Uncle Einar awoke. The camp-tent spread like a large green fan behind him.
"Oh," said Brunilla, the cow-searcher. "A man with wings."
That was how she took it. She was startled, yes, but she had never been hurt in her life, so she wasn't afraid of anyone, and it was a fancy thing to see a winged man and she was proud to meet him. She began to talk. In an hour they were old friends, and in two hours she'd quite forgotten his wings were there. And he somehow confessed how he happened to be in this wood.
"Yes, I noticed you looked banged around," she said. "That right wing looks very bad. You'd best let me take you home and fix it. You won't be able to fly all the way to Europe on it, anyway. And who wants to live in Europe these days?"
He thanked her, but he didn't quite see how he could accept.

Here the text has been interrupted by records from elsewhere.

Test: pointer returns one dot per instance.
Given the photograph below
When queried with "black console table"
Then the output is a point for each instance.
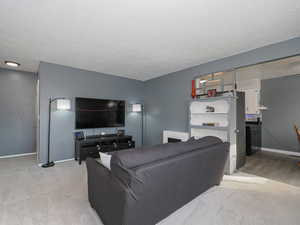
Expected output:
(92, 145)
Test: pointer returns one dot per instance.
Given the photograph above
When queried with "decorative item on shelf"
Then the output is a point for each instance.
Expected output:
(210, 109)
(212, 93)
(193, 89)
(79, 135)
(121, 132)
(211, 124)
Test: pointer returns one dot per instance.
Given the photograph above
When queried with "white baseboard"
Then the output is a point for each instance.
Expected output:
(17, 155)
(59, 161)
(281, 151)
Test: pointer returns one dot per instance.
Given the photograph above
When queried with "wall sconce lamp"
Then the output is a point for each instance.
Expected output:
(62, 104)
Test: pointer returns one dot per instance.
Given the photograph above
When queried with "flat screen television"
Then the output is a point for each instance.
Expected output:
(99, 113)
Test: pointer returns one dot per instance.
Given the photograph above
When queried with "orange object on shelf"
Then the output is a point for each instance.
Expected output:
(193, 89)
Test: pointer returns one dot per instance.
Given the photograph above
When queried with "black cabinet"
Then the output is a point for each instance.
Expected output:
(91, 146)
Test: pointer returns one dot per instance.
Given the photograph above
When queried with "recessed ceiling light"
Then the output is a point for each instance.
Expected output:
(12, 64)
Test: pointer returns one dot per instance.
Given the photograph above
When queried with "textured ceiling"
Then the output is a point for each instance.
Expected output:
(140, 39)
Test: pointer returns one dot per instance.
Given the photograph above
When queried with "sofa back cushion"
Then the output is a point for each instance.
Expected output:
(136, 157)
(123, 162)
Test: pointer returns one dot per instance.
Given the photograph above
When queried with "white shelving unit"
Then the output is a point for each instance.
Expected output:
(229, 119)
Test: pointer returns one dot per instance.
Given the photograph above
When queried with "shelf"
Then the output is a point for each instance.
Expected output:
(210, 113)
(209, 127)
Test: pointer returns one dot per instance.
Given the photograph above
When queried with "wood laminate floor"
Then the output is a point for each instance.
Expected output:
(274, 166)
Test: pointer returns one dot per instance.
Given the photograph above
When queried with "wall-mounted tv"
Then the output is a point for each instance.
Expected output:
(99, 113)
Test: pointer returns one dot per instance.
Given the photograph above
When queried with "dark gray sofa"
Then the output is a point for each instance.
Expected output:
(145, 185)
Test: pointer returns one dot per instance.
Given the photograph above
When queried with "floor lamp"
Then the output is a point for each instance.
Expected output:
(140, 109)
(62, 104)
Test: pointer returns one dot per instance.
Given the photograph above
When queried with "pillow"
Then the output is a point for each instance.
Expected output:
(105, 160)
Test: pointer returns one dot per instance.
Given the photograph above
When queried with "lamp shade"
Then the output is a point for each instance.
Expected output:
(136, 107)
(63, 104)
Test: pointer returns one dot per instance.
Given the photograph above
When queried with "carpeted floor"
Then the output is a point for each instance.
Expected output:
(30, 195)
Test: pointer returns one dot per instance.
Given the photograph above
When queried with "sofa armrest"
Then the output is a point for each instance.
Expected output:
(107, 195)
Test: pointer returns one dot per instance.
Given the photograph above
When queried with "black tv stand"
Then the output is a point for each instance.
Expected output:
(92, 145)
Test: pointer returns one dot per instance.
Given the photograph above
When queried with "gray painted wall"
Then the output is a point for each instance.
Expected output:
(167, 97)
(56, 81)
(281, 96)
(17, 112)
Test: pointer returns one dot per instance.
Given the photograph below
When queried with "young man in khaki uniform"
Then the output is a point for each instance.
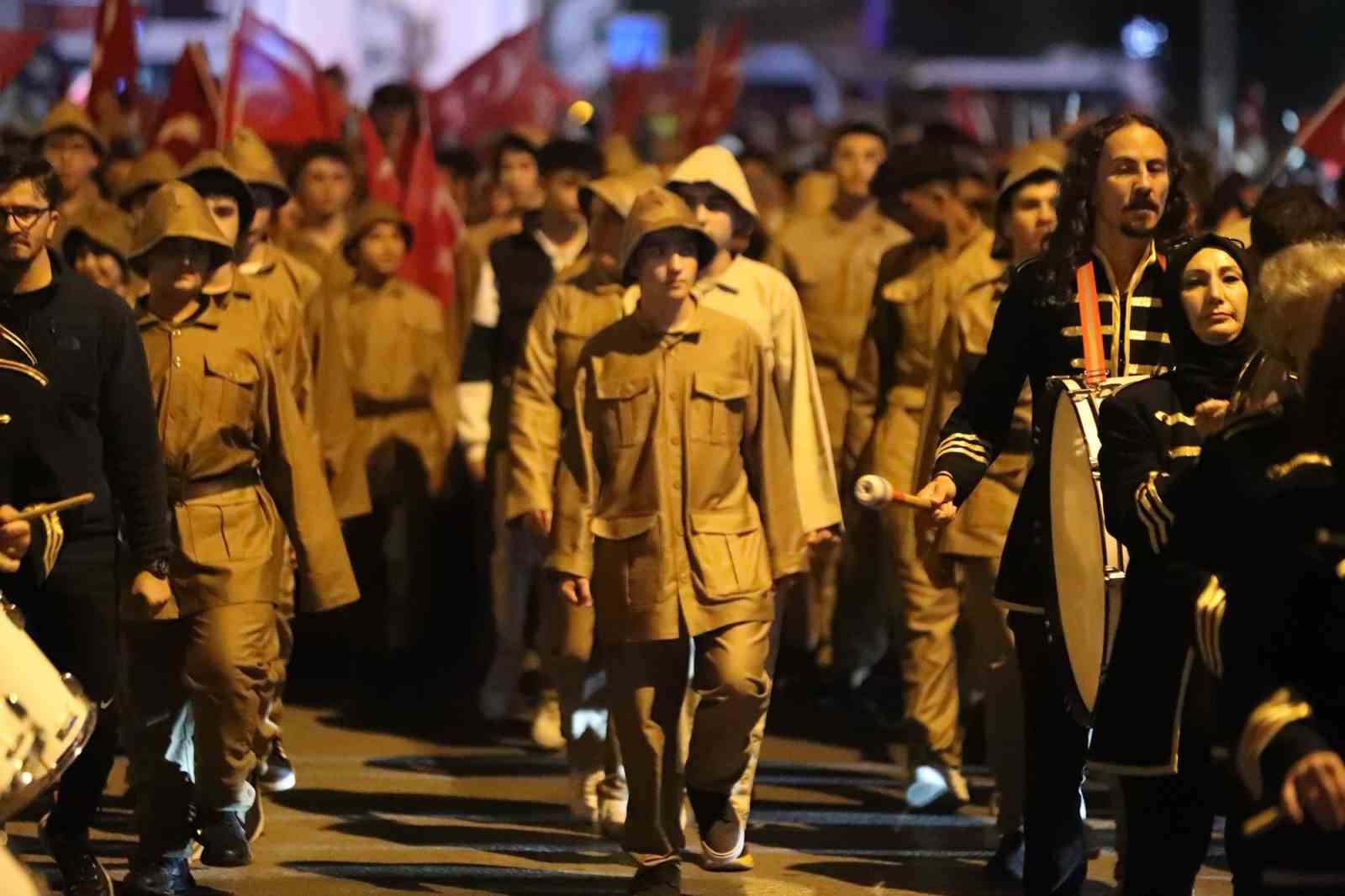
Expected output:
(240, 459)
(820, 256)
(894, 373)
(677, 499)
(541, 408)
(963, 561)
(392, 336)
(713, 185)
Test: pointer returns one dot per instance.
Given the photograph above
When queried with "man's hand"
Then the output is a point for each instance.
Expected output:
(1316, 788)
(575, 589)
(152, 589)
(538, 522)
(1210, 416)
(15, 540)
(941, 492)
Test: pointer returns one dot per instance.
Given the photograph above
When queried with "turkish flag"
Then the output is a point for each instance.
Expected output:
(1324, 134)
(17, 47)
(504, 87)
(188, 119)
(380, 172)
(275, 87)
(434, 215)
(114, 62)
(719, 85)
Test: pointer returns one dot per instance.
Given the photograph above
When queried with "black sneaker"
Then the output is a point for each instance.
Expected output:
(81, 871)
(657, 880)
(225, 838)
(277, 772)
(159, 878)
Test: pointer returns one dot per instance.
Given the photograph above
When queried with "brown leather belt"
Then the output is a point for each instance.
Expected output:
(367, 407)
(182, 490)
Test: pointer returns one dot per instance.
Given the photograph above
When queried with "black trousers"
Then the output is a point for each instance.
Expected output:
(73, 619)
(1055, 747)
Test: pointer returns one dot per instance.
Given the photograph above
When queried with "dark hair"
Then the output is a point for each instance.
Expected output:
(571, 155)
(510, 143)
(1286, 215)
(398, 94)
(1073, 237)
(1227, 197)
(463, 163)
(29, 167)
(852, 128)
(318, 150)
(914, 166)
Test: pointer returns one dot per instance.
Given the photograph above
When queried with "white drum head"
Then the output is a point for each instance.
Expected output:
(1078, 541)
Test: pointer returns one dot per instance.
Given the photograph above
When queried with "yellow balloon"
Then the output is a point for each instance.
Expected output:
(580, 112)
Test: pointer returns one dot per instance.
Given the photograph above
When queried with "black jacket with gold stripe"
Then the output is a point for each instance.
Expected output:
(1150, 444)
(1032, 340)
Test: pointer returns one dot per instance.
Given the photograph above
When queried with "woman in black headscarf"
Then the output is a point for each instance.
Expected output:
(1154, 719)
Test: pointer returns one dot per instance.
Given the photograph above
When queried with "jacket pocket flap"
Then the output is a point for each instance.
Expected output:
(233, 369)
(616, 387)
(619, 528)
(737, 521)
(721, 387)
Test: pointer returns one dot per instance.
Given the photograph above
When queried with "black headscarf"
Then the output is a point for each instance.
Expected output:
(1203, 370)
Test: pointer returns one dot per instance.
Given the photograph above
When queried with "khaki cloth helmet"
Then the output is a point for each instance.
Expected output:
(717, 167)
(657, 210)
(620, 190)
(150, 172)
(370, 214)
(107, 230)
(67, 116)
(255, 163)
(212, 172)
(175, 210)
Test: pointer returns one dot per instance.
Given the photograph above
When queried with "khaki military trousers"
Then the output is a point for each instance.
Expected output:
(647, 683)
(198, 689)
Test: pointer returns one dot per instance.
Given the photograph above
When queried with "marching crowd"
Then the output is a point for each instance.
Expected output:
(665, 389)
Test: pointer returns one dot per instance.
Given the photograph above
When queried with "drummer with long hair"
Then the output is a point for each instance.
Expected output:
(1154, 720)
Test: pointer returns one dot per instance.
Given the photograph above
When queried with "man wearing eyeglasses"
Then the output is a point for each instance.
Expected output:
(84, 340)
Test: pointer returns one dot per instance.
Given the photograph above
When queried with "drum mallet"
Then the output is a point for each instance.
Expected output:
(874, 492)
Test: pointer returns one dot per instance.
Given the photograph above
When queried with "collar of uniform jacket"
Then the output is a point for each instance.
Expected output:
(208, 315)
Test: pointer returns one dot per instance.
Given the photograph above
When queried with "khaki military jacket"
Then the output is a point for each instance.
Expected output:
(766, 300)
(975, 284)
(834, 282)
(678, 497)
(392, 340)
(226, 410)
(542, 400)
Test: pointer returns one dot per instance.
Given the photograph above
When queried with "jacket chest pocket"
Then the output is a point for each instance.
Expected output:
(717, 408)
(229, 390)
(627, 560)
(627, 407)
(731, 552)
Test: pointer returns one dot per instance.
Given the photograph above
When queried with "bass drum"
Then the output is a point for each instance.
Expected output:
(1089, 564)
(45, 717)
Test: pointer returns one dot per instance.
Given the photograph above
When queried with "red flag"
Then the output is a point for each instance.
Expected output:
(275, 87)
(380, 171)
(719, 84)
(1324, 134)
(504, 87)
(17, 47)
(434, 215)
(188, 120)
(114, 62)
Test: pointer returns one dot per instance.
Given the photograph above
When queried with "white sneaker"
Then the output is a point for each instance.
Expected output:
(546, 725)
(936, 788)
(584, 797)
(611, 817)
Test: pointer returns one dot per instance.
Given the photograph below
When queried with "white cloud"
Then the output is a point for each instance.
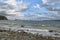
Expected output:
(37, 6)
(44, 1)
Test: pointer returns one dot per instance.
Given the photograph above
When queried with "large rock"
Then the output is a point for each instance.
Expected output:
(3, 18)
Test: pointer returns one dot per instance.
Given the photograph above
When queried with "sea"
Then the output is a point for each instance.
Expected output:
(47, 24)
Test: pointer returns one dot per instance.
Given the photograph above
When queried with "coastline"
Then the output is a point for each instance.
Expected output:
(43, 32)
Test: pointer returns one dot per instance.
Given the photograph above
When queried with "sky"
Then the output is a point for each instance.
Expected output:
(30, 9)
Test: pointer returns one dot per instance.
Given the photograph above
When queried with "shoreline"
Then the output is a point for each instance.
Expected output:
(43, 32)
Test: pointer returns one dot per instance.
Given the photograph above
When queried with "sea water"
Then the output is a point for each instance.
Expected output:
(49, 25)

"But I live alone," she said. "For, as you see, I'm quite ugly."
He insisted she was not.
"How kind of you," she said. "But I am, there's no fooling myself. My folks are dead, I've a farm, a big one, all to myself, quite far from Mellin Town, and I'm in need of talking company."
But wasn't she afraid of him? he asked.
"Proud and jealous would be more near it," she said. "May I?" And she stroked his large green membraned veils with careful envy. He shuddered at the touch and put his tongue between his teeth.
So there was nothing for it but that he come to her house for medicaments and ointments, and my! what a burn across his face, beneath his eyes! "Lucky you weren't blinded," she said. "How'd it happen?"
"Well. . ." he said, and they at her farm, hardly noticing they'd walked a mile, looking at each other.